The Association of U S West Retirees



GM spreads sacrifices to try to reverse big losses
General Motors halved its dividend and made pension, salary and health care cuts. Top executives also agreed to pay reductions.
By Micheline Maynard, New York Times
Mpls Star Tribune
Wednesday, February 8, 2006

DETROIT - General Motors Corp., under pressure to show its blue-collar workers that investors and executives are prepared to sacrifice to help overcome the company's deepest losses in more than a decade, said Tuesday that it would reduce pay for top officials and cut its stock dividend in half.  GM also announced changes in the pension and health care plans for its retired salaried workers as it struggles to turn around its operations and avoid a potential bankruptcy.

The executive pay cuts -- from 50 percent for GM's chairman to 10 percent for a few other senior executives along with the elimination of management bonuses this year -- affect only a small number of people and save relatively little compared with the dividend and health care contributions cuts.

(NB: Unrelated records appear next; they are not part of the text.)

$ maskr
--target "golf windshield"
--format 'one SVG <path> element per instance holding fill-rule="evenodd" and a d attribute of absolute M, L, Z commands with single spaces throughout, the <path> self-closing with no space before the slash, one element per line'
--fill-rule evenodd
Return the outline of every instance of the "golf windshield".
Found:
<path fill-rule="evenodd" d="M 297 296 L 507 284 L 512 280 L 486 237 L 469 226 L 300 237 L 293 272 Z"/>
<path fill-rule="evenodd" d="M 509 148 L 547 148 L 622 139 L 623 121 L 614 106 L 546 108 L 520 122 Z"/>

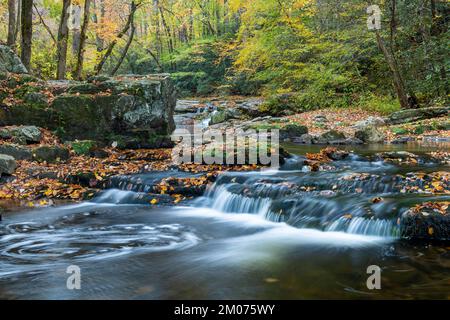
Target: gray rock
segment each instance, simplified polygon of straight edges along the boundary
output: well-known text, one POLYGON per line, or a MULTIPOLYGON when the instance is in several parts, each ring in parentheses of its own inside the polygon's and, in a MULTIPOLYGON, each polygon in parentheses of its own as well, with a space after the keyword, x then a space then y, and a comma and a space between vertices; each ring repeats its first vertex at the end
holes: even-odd
POLYGON ((0 114, 0 121, 9 126, 32 123, 58 130, 59 138, 65 141, 105 144, 114 141, 111 137, 123 135, 139 140, 136 145, 144 145, 156 136, 170 138, 175 130, 176 90, 168 74, 103 77, 88 85, 48 81, 42 86, 55 98, 47 103, 13 105, 0 114))
POLYGON ((331 130, 323 133, 319 137, 315 138, 313 143, 314 144, 331 144, 333 141, 340 141, 345 140, 345 134, 342 132, 331 130))
POLYGON ((249 117, 259 117, 263 115, 260 111, 261 105, 264 103, 262 99, 250 99, 237 105, 238 110, 249 117))
POLYGON ((289 124, 280 130, 281 139, 293 139, 308 133, 308 127, 299 124, 289 124))
POLYGON ((364 121, 357 122, 354 125, 354 127, 356 129, 363 130, 366 127, 376 127, 376 128, 378 128, 378 127, 384 126, 385 124, 386 124, 385 119, 383 119, 381 117, 369 117, 369 118, 367 118, 364 121))
POLYGON ((418 158, 417 155, 411 152, 407 151, 393 151, 393 152, 383 152, 378 154, 379 157, 382 159, 400 159, 400 160, 406 160, 406 159, 416 159, 418 158))
POLYGON ((383 143, 385 135, 374 126, 367 126, 355 133, 355 138, 365 143, 383 143))
POLYGON ((18 144, 33 144, 41 141, 42 132, 36 126, 7 127, 0 130, 0 137, 18 144))
POLYGON ((66 161, 69 157, 69 150, 59 146, 39 146, 33 149, 33 160, 37 162, 55 163, 66 161))
POLYGON ((6 154, 0 154, 0 175, 12 175, 16 171, 16 160, 6 154))
POLYGON ((10 47, 0 45, 0 73, 28 73, 27 68, 10 47))
POLYGON ((387 122, 389 124, 403 124, 449 115, 450 115, 450 107, 402 110, 391 114, 388 117, 387 122))
POLYGON ((293 142, 298 144, 313 144, 314 136, 310 134, 303 134, 300 137, 294 138, 293 142))
POLYGON ((329 122, 327 117, 325 117, 324 115, 315 116, 313 118, 313 121, 318 122, 318 123, 328 123, 329 122))
POLYGON ((1 144, 0 154, 6 154, 16 160, 31 160, 33 158, 33 154, 28 148, 15 144, 1 144))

But even as executives played down their intent, the moves are important symbolically to go along with the givebacks GM has won from its union workers and to set the stage for more concessions it intends to seek from the United Automobile Workers in talks next year.  UAW leaders said that union workers have given enough and that they will not discuss more concessions ahead of those talks.

Tuesday's moves eventually are expected to reduce the company's annual structural costs by more than $900 million, with the dividend cut helping to preserve $565 million in cash each year.  Overall, the company is aiming at annual cost cuts of about $7 billion.

But two steps that have been widely anticipated were not part of the announcement.  GM did not disclose any developments in the long-awaited sale of its GMAC finance unit.  Nor did it disclose an agreement concerning the UAW and Delphi Corp., GM's former parts unit, which is operating in bankruptcy.

As a result, many analysts said the troubles at GM, which lost $8.6 billion in 2005, are far from over.

"We believe that there is more to come," John Murphy, an analyst with Merrill Lynch, wrote in a research note.  "Ultimately, we believe that an active downsizing of the company to a defensible market share will be necessary."

GM stock fell 53 cents, to $22.81 a share.

Along with its losses, GM's U.S. market share fell to just over 26 percent last year, its lowest since 1925.  In November, GM said it would close all or part of 12 plants and eliminate 30,000 jobs.

Yet, its biggest shareholder, Kirk Kerkorian, wants the company to do more -- and GM is at least partially listening.  Its latest moves were announced a day after the company gave a seat on its board to Jerome York, a Kerkorian ally.

York had called for many of Tuesday's steps in a Jan. 10 speech in Detroit, saying the company needed to move more swiftly on the turnaround effort that began late last year.  But the company rejected several of York's recommendations, including broader cuts in executive pay and paring back on its car and truck divisions.

Moreover, CEO Rick Wagoner declined Tuesday to predict when GM would return to profitability, resisting York's call for the company to set clear financial goals.

Wagoner, who received $2.2 million in 2005, will take a 50 percent pay cut to $1.1 million.  Vice Chairman Robert Lutz, who earns $1.55 million a year, will take a 30 percent cut, as will Vice Chairman John Devine and Chief Financial Officer Frederick Henderson.

But York called for a sliding scale of cuts affecting executives, managers and salaried employees.  Such steps have taken place at bankrupt airlines such as Northwest.

Last year, union members voted to accept a plan that would require them to pay for part of their health care coverage, which had been virtually free.